WoW/LoL - auch eine Generationenfrage?

Fragt
Arkim


----------



## cryzen (27. Oktober 2012)

nein biste nicht warum denn bloß weil dir die Optik nicht gefaellt das ist quatsch man ist nur so alt wie man sich fuehlt 

ich finde z.b. Dishonered total mist  engine optik alles daran gameplay total oede und langsam 1zu1 konsolen import mal wieder


----------



## Dartwurst (27. Oktober 2012)

Nein, zu alt bist Du nicht. Wahrscheinlich aber die Menschen mit denen Du Dich umgiebst. Wie sollen wir älteren Begriffe wie Lol oder Wow kennen,wenn niemand so mit uns spricht.
P.S. Ich bin über fünfzig.


----------



## IronAngel (27. Oktober 2012)

ist nur eine Geschmackssache, ich persönlich mag league of legends auch nicht. Bin 30, je älter man wird desto mehr Ansprüche hat man auch an die Grafik oder Gameplay. Hinzu kommt natürlich auch das manche Games für ältere Menschen natürlich zu stressig sind, z.b Sc2 im Multiplayer modus ist schon stress pur.  Früher mit 16 oder 20 war mir das egal, aber inzwischen hab ich darauf keinen bock mehr.

Ich finde Dishonered z.b ziemlich cool, einfachs weils kein Einheitsbrei ist und mich persönlich das Setting oder die Story anspricht.


----------



## Combi (27. Oktober 2012)

also,ich bin noch lange keine 40....bin erst 39.also weit davon entfernt^^wehe einer sagt was anderes 

ich hab am allerersten tag mit call of duty angefangen.seit dem alle cod´s gezockt.
aber auch guild wars.und natürlich alles andere auch,was shooter betrifft,oder gute fantasy-games.
aber nie wow.die grafik finde ich grotte.und du musst,um weiterzukommen,mit anderen spielen.
wohnte mit nem kumpel zusammen,der zockte das 14 std am tag.vom büroleiter bei ups,zum harz4 junky in 1 jahr.wegen dem game.
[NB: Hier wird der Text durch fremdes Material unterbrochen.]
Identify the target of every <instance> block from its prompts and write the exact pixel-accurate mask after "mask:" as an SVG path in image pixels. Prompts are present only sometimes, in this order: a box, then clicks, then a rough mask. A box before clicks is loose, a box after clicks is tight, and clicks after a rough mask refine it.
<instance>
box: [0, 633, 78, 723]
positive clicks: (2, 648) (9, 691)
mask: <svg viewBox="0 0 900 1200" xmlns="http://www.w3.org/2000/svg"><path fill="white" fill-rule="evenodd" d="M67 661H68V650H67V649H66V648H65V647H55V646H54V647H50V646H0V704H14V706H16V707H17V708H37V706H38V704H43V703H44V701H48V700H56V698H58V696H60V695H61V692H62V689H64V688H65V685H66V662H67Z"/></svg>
aber was ich sagen wollte.ich zocke immer noch shooter.fühl mich nicht zu alt.
meine reaktion hält immer noch mit den kindern mit 
plus die erfahrung und routine....das klappt auch im alter.
aber ich merke auch,dass ich ruhiger geworden bin.im mom spiele ich gw2...geil.
ab und zu bf3 und moha warfighter kannste inne tonne treten..is schrott.schade ums geld.

ich bin noch genauso bekloppt wie früher und stecke kohle ohne ende in pc hardware und peripherie.
am montag bestell ich die neue roccat kone mtx.
anfang des monats wars das logitech z5500.
also hardware und high end gaming is mein ding.leider,geht massig schotter dabei drauf.
aber ich will halt bestmögliche grafik haben.
leider produzieren ausser crytek keine entwickler games die meine ansprüche befriedigen.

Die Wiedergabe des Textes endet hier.